As a present to Abe Lincoln, here is Bob Dylan that is worth watching, here is playing the typewriter while Joan Baez sings his song:
Here he is with one of the first music videos, I also think it is the first rap song:
The weird guy in the background is Allen Ginsberg, who wrote the famous poem titled Howl (http://www.poetryfoundation.org/poem/179381 ). I loved all that beat generation stuff in college (Kerouac and to a much lesser extent Bukowski). At the end of Howl, Allen Ginsberg goes on to say “Moloch! Moloch! Robot apartments! invisible suburbs! skeleton treasuries! blind capitals! demonic industries! spectral nations! invincible madhouses! monstrous bombs!” Good lord that poem resonated with me, Allen Ginsberg and I hated THE MAN who keeps us down – aka Moloch who suppresses individuality, the machinery of capitalism and imperialism. Late in college, I worked at the Doylestown bookstore and they allowed me to borrow all their books as long as I returned them in relatively good shape. I read a ton there, but fell in love with Ernest Hemingway’s pursuit of adventure and honest way of writing. Ayn Rand provided a robust counterpoint to Ginsberg with The Fountainhead and Atlas Shrugged.

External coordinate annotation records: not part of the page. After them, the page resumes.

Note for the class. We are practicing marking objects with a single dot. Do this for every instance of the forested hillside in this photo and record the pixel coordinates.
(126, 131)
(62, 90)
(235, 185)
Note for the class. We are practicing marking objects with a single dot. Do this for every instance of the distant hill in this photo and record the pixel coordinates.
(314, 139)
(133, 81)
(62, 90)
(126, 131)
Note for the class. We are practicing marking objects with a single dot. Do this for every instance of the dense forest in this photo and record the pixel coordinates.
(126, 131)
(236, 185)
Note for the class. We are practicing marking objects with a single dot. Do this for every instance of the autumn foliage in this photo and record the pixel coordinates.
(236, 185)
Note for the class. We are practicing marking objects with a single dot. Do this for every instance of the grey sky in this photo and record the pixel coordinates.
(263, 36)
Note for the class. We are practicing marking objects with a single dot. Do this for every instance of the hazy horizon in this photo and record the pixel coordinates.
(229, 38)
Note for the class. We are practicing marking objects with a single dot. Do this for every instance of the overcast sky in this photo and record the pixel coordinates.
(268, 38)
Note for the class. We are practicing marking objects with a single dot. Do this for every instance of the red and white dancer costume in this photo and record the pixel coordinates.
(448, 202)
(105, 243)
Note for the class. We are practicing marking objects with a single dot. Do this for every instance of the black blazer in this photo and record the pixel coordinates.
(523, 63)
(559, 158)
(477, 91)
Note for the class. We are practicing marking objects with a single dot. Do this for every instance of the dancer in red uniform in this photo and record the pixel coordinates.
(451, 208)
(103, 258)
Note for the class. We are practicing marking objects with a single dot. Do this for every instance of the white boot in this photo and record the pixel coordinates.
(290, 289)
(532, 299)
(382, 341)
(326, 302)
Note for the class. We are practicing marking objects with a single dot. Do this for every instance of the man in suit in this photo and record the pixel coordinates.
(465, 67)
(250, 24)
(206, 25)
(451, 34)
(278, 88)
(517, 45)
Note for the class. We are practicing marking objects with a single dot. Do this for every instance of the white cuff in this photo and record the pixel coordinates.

One time I stopped in Woodstock, NY – I had places to be and it just happened to be on the way, but I barely had time to stop, but I needed to see it, so I parked the car, hopped out in my shirt & tie and started walking down the sidewalk. A man that resembled Allen Ginsberg who wore a very weird cloak and had a large walking stick with bells on the end of it noticed me. He started to run towards me, shaking his stick so the bells jingled like crazy, I swear he was calling me Moloch. He hastened my brief stop and contemplated its meaning for awhile.
If I see that man again, it would no longer bother me.
Happy Birthday Abe Lincoln, glad you kept the union together.